For most casual fans of music, the forty-five minutes that a band spends on the stage is all they can see. However, when the guitar cases are closed and the venue’s floor is littered with empty beer cans and trash, most bands load their gear into the van and return back to their normal lives.
Mother Church Pew’s Off The Stage is a series that celebrates artists’ paths to where they are and the things they do behind the scenes to stay there.
Atlanta-based collective the Good Graces, makers of ‘90s resurgence-style indie-folk music, released Prose and Consciousness in 2019, an album that tackles the challenge of accepting life’s uncertainties head-on, and an appropriate prelude to the current uncertainties plaguing our world. At the heart of the Good Graces is songwriter/singer and guitarist Kim Ware, who spoke to us recently about her labors of love in the time of Coronavirus:
“On Friday, March 13, I came home from my day job, poured myself a glass of wine, and got comfortable on my front porch. I began scrolling through Facebook and saw a post from a friend – she was looking for a way to connect Atlanta-area musicians despite the social distancing measures that had just started to take hold around Georgia and elsewhere. She set up a Facebook page, but I suggested that instead, she make it a group, invite a handful of Atlanta musician friends, and urge them to perform from within the group using the Facebook Live function. Another friend suggested the name Kimono My House (yes, I assume a nod to the Sparks record), and it stuck. By that night, there were a handful or so of us participating in Kimono and playing for each other. That weekend, it grew to a few hundred. And within a week, we had amassed over 2,000 members, from all over the world. We now have over 6,000. This all happened very quickly and without any advertising. We started getting a good bit of press from local publications early on, which helped spread the word, I’m sure, but most of the growth can be attributed to friends inviting more friends.
We’re treating KMH like a virtual venue; we have an event calendar and host an average of 2-3 shows each day. It’s become much like a second job for me, and it’s been super rewarding – just not monetarily so. But I can’t imagine what my quarantined life might be like without it. A few weekends ago, we held a virtual festival, hosting 40 performances in the group, mostly from Atlanta-based artists, to benefit three of Atlanta’s most beloved venues: 529, the EARL, and Eddie’s Attic. Because we sent people directly to the venues’ respective GoFundMe pages for donations, it’s difficult to gauge exactly how much money the group was responsible for raising. But we kept an eye on the GoFundMe pages during that time, and by following the donor names and donations over the weekend, we estimate that our efforts raised around $3,000.

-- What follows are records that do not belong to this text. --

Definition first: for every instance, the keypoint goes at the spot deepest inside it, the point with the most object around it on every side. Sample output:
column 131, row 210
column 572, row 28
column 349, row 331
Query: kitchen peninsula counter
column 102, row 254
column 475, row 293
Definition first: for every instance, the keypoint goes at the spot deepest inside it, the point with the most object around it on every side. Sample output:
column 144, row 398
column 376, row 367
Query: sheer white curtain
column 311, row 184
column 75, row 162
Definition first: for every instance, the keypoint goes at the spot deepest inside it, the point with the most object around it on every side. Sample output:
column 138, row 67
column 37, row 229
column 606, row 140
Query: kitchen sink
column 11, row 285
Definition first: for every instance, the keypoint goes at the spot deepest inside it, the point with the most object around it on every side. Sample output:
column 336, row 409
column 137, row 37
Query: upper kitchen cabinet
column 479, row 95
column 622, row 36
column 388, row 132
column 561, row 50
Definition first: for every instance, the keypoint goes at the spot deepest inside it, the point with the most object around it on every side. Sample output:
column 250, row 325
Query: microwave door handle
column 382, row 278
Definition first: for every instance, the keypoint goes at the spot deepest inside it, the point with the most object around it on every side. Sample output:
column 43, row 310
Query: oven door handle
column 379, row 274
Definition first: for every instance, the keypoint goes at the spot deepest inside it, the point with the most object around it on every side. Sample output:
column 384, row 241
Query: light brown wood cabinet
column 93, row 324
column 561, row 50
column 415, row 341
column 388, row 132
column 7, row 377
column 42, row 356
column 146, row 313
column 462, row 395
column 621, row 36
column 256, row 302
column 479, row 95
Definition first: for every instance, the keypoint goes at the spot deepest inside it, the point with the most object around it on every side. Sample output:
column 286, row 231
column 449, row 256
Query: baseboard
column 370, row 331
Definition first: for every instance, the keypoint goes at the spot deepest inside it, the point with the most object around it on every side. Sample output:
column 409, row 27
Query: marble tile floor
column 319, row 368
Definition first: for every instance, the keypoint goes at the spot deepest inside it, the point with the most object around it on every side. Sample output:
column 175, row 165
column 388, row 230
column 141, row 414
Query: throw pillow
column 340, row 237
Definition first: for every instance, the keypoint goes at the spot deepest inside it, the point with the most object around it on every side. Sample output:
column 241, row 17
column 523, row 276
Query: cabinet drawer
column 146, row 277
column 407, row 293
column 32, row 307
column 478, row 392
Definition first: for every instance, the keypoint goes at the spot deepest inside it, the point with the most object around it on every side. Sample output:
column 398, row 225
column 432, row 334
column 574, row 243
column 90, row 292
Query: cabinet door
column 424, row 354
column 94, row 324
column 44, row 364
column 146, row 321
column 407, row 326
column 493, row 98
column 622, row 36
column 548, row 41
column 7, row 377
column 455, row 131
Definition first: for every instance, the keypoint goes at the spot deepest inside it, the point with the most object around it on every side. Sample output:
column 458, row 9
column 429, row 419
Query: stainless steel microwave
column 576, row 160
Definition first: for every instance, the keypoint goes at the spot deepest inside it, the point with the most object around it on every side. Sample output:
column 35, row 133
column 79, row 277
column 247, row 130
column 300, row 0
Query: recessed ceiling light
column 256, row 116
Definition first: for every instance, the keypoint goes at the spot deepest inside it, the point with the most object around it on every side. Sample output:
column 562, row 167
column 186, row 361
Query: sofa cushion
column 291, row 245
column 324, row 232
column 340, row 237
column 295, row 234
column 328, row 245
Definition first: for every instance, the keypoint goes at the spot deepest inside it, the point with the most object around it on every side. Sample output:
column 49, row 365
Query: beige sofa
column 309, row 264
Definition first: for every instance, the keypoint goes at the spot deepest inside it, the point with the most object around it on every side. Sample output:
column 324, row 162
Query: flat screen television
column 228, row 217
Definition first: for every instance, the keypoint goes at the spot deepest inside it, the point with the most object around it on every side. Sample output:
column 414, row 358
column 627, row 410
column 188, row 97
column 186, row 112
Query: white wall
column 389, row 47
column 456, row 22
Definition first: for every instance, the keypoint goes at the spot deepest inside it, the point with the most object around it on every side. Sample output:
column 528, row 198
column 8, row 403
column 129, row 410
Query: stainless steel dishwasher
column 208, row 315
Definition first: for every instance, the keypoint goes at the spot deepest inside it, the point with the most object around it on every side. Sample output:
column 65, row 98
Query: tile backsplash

Aside from Kimono, I’ve been trying to keep my indie-folk project, the Good Graces, rolling in this new world. I’ve been performing online, both in our group and elsewhere, as I’m able; I’ve written a few new songs; I’m setting up some collabs with a few folks. And I’ve been getting a kick out of how some of my songs have taken on new meanings in Corona Times; my little bedroom tune that I wrote about a forbidden crush, “Sit on Your Hands,” is now an anthem of sorts for not infecting others. (The first verse is just over 20 seconds long, so the perfect length for humming while handwashing, which I do every single time I go to the sink.) My song “7-Year Sentence,” with the refrain “I’m going to hell, but my friends are there, so it won’t be lonely,” was always somewhat bittersweet to sing, but now it is even more so. I miss my friends who used to join me on stage to sing along but knowing that we’re all in this same topsy-turvy boat together makes it a little more ok.